Du 6 au 10 février 2012, c’est la 8ème semaine du Microcrédit de l’Adie (Association pour le Droit à l’Initiative Economique) en Midi-Pyrénées. A cette occasion, la Maison Commune Emploi Formation (MCEF), le dispositif Entreprise Initiative et Création (EIC) et Pôle emploi organisaient, ce mardi 7 février, une journée autour de la création d’entreprise à la MCEF de Toulouse. L’opportunité de présenter les mesures d’accompagnement aux porteurs de projets qui sont par ailleurs dispensés de manière permanente au siège EIC situé à Empalot.
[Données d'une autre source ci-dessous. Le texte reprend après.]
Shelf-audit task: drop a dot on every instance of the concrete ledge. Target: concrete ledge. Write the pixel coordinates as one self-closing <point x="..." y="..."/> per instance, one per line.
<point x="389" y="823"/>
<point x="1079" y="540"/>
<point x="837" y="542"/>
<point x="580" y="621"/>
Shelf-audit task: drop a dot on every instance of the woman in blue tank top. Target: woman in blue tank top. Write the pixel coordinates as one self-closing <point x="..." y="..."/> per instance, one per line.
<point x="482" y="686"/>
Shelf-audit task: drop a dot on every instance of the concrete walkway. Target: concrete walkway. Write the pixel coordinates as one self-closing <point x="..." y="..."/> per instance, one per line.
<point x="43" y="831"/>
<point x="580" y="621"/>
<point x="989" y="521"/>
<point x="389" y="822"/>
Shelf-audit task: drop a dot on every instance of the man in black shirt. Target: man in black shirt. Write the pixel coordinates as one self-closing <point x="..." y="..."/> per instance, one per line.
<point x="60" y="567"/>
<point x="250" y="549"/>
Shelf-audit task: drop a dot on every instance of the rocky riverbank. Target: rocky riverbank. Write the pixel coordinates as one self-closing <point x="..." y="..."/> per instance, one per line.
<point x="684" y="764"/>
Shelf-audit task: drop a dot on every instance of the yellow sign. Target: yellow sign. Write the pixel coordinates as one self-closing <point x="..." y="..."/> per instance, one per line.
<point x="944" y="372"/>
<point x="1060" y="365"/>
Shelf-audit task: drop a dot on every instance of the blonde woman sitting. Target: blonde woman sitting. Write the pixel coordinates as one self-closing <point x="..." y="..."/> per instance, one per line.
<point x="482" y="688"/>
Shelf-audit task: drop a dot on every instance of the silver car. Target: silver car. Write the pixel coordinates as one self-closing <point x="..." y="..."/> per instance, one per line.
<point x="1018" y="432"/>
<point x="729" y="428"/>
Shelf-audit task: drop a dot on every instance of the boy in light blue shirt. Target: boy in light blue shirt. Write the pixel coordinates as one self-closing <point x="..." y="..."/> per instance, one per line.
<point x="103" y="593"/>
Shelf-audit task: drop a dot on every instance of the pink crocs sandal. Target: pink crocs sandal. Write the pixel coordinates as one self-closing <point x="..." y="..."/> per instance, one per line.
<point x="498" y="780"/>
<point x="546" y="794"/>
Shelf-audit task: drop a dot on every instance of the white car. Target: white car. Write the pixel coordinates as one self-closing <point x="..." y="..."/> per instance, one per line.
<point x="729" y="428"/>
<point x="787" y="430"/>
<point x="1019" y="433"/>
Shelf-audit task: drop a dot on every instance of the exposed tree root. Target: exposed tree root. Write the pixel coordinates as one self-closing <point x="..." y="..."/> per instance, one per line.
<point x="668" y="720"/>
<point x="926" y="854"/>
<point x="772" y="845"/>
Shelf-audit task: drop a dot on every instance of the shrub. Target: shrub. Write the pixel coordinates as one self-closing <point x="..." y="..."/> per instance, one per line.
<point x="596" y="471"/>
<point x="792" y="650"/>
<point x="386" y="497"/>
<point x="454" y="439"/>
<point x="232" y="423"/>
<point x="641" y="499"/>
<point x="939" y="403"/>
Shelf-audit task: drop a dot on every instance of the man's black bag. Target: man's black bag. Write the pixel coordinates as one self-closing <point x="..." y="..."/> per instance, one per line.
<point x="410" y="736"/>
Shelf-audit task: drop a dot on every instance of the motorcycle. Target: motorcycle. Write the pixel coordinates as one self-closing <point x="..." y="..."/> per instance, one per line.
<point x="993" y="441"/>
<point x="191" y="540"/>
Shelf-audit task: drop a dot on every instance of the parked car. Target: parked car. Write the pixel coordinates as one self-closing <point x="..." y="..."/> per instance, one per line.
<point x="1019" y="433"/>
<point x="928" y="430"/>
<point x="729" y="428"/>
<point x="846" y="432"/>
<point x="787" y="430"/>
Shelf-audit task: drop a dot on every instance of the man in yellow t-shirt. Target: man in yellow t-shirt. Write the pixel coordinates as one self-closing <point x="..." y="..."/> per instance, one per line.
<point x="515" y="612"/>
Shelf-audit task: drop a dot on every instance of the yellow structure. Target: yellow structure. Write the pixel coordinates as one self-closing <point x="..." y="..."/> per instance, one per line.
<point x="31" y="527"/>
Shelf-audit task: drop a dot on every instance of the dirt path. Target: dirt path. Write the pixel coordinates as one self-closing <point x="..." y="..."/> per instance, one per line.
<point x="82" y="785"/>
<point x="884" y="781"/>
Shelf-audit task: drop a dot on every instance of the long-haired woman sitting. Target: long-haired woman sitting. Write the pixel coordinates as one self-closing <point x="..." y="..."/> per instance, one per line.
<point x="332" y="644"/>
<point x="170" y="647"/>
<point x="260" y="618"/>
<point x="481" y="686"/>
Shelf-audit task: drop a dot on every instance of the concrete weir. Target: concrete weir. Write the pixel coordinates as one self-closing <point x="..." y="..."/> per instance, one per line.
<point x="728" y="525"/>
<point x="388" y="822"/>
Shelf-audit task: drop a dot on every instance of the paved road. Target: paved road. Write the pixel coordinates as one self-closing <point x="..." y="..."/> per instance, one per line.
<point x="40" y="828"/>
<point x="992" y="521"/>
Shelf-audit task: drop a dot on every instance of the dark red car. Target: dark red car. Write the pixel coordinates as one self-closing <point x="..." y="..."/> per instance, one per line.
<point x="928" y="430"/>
« L’EIC s’adresse particulièrement aux quartiers relevant de la politique de la ville, mais pas exclusivement » explique Serge Guichandut, conseiller de l’Adie. Le dispositif offre un accompagnement  personnalisé ainsi qu’une aide au financement attribuée par l’Adie. Celle-ci ne peut excéder 10 000 euros. « Les conseillers établissent en premier lieu un diagnostic et évaluent la viabilité économique du projet » poursuit-il. Des études préalables peuvent être financées par Pôle Emploi comme des études de marché ou l’apprentissage de la gestion et de la trésorerie. Ensuite, chaque demandeur qui reçoit les informations nécessaires est accompagné dans ses démarches administratives et se voit orienté vers les structures appropriées où il peut par exemple bénéficier « de conseils pour attirer la clientèle et la fidéliser ». Pôle Emploi peut également verser une prime à la création d’entreprise de 1000 euros, don renouvelable au bout d’un an si l’entreprise a perduré.

Nature des projets

Un millier d’entreprises ont déjà été créées en bénéficiant de l’EIC depuis sa mise en place en 2004. « Certains souhaitent se lancer dans des projets très créatifs, d’autres sont au chômage et se sentent dans l’obligation de créer leur propre emploi pour s‘en sortir » explique Serge Guichandut. Les demandes sont fréquentes « dans les secteurs du bâtiment, de l’aide à la personne ou des petits commerces ». « L’essentiel tient dans l’adéquation entre la personne et son projet » analyse-t-il. A noter que le statut attribué est celui d’entreprise individuelle avec régime micro-social simplifié, ce qui signifie que l’entrepreneur n’est redevable d’aucune cotisation s’il ne fait pas de chiffre d’affaire. « En fonction des appels d’offres, certains projets peuvent également être immatriculés via une coopérative d’activités, auquel cas les bénéfices sont transformés en heures de salaire ».